Nancy Birdsall

Photo of Nancy Birdsall

Nancy Birdsall

Nancy Birdsall is president emeritus and a senior fellow at the Center for Global Development, a policy-oriented research institution that opened its doors in Washington, DC in October 2001. Prior to launching the Center, Birdsall served for three years as senior associate and director of the Economic Reform Project at the Carnegie Endowment for International Peace. Her work at Carnegie focused on issues of globalization and inequality, as well as on the reform of the international financial institutions.

From 1993 to 1998, Birdsall was executive vice-president of the Inter-American Development Bank, the largest of the regional development banks, where she oversaw a $30 billion public and private loan portfolio.

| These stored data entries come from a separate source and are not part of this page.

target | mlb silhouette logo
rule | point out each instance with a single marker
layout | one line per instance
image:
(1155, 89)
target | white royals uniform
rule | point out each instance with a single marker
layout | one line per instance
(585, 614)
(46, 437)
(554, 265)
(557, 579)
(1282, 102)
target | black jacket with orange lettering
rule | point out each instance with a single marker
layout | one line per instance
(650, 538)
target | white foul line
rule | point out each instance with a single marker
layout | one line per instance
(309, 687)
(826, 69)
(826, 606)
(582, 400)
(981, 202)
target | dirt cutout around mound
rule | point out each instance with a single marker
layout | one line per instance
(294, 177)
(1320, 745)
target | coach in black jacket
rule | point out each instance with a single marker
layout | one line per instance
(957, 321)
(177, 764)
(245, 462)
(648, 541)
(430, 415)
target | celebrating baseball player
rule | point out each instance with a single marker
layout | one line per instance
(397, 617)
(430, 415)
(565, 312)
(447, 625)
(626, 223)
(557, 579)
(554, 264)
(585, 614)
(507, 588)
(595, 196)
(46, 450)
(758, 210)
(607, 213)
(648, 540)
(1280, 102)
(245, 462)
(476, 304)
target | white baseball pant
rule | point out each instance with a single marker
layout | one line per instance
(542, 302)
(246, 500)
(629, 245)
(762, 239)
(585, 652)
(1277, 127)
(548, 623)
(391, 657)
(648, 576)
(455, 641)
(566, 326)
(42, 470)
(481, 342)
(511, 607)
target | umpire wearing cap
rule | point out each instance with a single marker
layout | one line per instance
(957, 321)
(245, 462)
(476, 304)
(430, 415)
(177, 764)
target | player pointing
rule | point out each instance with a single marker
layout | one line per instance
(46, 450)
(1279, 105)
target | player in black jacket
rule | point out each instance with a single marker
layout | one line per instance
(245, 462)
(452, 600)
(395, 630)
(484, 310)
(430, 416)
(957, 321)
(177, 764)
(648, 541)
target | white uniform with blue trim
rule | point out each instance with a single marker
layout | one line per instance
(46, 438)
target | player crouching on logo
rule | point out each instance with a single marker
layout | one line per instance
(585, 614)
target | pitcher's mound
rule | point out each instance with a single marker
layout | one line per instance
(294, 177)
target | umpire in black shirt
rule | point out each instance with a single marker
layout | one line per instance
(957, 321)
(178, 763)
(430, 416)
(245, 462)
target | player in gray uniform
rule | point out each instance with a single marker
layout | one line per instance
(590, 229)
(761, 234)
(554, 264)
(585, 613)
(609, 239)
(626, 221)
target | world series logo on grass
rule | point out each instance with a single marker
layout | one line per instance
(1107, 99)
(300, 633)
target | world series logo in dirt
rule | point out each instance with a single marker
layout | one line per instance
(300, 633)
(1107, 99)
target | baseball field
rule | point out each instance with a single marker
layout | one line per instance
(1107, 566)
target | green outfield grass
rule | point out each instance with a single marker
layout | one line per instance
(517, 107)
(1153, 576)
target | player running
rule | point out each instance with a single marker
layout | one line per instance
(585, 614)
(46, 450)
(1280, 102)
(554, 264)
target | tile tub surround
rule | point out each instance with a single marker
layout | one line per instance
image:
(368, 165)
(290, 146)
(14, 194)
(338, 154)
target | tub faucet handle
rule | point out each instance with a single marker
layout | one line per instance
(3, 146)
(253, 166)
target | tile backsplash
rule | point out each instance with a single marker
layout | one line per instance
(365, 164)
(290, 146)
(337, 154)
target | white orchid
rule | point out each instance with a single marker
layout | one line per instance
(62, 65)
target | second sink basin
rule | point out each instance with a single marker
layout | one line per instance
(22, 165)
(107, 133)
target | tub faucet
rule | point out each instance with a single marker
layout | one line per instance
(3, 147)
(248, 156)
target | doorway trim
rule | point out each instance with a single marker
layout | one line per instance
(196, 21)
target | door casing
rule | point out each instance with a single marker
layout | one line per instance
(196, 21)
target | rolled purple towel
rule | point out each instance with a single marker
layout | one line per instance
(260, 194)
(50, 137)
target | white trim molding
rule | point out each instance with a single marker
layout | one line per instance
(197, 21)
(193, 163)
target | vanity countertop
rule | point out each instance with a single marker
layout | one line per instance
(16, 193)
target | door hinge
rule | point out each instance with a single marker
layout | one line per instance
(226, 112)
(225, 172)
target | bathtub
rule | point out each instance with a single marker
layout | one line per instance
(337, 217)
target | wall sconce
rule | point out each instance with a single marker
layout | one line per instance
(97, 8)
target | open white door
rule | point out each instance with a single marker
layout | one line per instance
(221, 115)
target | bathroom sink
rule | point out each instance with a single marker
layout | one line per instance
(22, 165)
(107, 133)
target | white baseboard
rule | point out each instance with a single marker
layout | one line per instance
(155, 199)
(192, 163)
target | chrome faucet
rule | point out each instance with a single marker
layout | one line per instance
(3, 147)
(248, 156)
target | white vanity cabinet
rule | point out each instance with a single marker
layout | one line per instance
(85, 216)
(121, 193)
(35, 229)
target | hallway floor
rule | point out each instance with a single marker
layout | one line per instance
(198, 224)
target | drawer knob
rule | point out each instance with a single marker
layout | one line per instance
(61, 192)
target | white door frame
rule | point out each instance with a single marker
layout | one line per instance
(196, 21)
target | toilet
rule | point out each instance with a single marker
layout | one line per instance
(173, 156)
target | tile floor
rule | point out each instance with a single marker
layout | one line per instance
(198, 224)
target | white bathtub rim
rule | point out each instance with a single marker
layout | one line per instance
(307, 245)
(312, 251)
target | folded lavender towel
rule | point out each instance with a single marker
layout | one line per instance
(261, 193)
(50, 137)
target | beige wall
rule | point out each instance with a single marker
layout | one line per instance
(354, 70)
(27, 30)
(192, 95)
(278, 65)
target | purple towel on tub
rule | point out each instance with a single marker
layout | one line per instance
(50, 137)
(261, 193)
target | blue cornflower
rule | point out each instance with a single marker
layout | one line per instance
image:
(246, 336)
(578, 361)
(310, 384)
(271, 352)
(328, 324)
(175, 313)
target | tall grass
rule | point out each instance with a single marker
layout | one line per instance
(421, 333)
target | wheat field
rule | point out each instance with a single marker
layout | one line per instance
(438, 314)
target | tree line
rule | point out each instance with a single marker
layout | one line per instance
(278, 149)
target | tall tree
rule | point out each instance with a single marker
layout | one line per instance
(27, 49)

Before joining the Inter-American Development Bank, she spent 14 years in research, policy, and management positions at the World Bank, including as director of the Policy Research Department.

Birdsall is the author, co-author, or editor of more than a dozen books and monographs including Delivering on Debt Relief: From IMF Gold to a New Aid Architecture; The White House and the World: A Global Development Agenda for the Next U.S. President; Fair Growth: Economic Policies for Latin America’s Poor and Middle-Income Majority; and New Ideas in Development after the Financial Crisis. She is author of over 100 published papers, including dozens in peer-reviewed journals. Shorter pieces of her writing have appeared in US and international magazines and newspapers.

Birdsall serves on the Board of Directors of the International Food Policy Research Council (IFPRI), the African Population and Health Research Center, and Mathematica. She has chaired the board of the International Center for Research on Women and has served on the boards of the Social Science Research Council, Overseas Development Council, and Accion. She has also served on committees and working groups of the National Academy of Sciences.

Birdsall holds a PhD in economics from Yale University and an MA in international relations from the Johns Hopkins School of Advanced International Studies.